Certificate Authority Uncovers Old Breach
Yet another CA is hacked, suspends issuing certificates -- and there likely will be more
November 7, 2011
Remember the Netherlands-based certificate authority DigiNotar that was hacked and then went out of business? Well, now the largest CA in the Netherlands, KPN/Getronics, also has been breached and, for now, has suspended issuing digital certificates.
KPN announced this week that it has suspended issuing certificates after discovering the breach of a PKI-related Web server with a distributed denial-of-service tool that apparently had been sitting on the server for at least four years.
The company said existing certificates are valid, but that the firm is having the potential breach investigated and halted issuing certificates as a precaution. "Although there is no evidence that the production of the certificate is compromised, it can not be completely excluded that this did happen," according to a Google translation of the statement. "Therefore, KPN Corporate Market (formerly Getronics) decided the application and issuance of new certificates temporarily discontinued, pending further investigation. This is to ensure that the certificates be issued optimal procedure is safe and reliable. KPN has replaced the web servers."
Interestingly, KPN recently said it had picked up some of DigiNotar's old customers after that firm went out of business. DigiNotar filed for bankruptcy, and its parent company, VASCO, exited the CA business altogether.
Meanwhile, last week Malaysia-based CA reseller Digicert revoked some of its own digital certificates for security reasons, and Mozilla and Microsoft began blocking them.
With the string of CA breaches and the apparent targeting of CAs by Duqu, it's a bad time to be a CA. Dave Marcus, director of security research and communications for McAfee, says the string of CAs getting attacked has major implications. "This is turning into a big deal," he says. "[Attackers] are going after CAs as an industry."
Marcus says this new trend in attacks goes after an entire trust model. "It's not just the website aspect. It's part of the OS ... and the signing of drivers and files. People don't realize what a big deal this potentially is."

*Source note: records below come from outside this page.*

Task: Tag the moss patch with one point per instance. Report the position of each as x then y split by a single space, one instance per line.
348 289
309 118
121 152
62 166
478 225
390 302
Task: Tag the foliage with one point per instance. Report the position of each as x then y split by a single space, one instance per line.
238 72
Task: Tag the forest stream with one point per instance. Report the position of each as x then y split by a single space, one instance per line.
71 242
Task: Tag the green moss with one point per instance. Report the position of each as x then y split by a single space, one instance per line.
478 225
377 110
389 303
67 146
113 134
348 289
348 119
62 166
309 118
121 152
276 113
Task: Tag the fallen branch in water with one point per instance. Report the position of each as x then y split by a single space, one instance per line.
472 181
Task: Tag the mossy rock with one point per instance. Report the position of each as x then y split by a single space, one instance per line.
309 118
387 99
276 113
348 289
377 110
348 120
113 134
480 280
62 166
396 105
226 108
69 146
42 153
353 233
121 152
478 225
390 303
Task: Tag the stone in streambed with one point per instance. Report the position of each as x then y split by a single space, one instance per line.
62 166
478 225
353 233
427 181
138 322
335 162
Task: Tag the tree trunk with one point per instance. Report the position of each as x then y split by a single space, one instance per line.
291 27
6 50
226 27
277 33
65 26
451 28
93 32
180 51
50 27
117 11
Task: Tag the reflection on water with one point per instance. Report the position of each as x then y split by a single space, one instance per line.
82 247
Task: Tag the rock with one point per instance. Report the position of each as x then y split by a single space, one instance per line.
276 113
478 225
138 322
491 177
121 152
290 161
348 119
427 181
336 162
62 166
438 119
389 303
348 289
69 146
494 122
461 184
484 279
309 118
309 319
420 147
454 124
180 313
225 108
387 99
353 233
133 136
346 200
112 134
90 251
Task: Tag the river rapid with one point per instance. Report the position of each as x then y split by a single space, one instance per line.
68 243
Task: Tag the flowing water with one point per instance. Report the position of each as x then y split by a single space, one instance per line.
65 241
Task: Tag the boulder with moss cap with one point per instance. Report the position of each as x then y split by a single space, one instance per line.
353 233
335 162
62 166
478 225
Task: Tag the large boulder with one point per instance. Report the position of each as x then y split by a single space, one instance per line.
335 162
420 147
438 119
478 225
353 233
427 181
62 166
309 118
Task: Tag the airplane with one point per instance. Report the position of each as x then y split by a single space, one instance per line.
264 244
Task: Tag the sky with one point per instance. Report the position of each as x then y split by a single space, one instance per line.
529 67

And there will be more, security experts predict.
"One of the questions that should also be answered is how a DDoS tool went undetected for four years. However, as companies are ramping up internal security I fully expect to see more 'old breaches' like this one uncovered," Roel Schouwenberg, senior antivirus researcher for Kaspersky Lab, said in blog post on Friday.
"What's particularly interesting about KPN's statement is that it could be interpreted as them saying already issued certificates will remain valid (no matter what). KPN is a much bigger certificate authority than Diginotar. Possibly, people could be going into this with the idea of KPN being too big too fall."
A compromised CA and the bad guys issuing phony digital certificates isn't something organizations can easily defend against, either. "It's not an 'update your DAT' issue or 'make sure your firewall is configured a certain way' issue," McAfee's Marcus says. "So much of the remediation lies outside the hands of the end user and the security company."
It also poses potential problems for whitelisting, he says. "Driver-signing is a big portion of that," Marcus says. What if a whitelisted software driver actually has a rogue certificate, he says. "There are big questions that have to be asked here."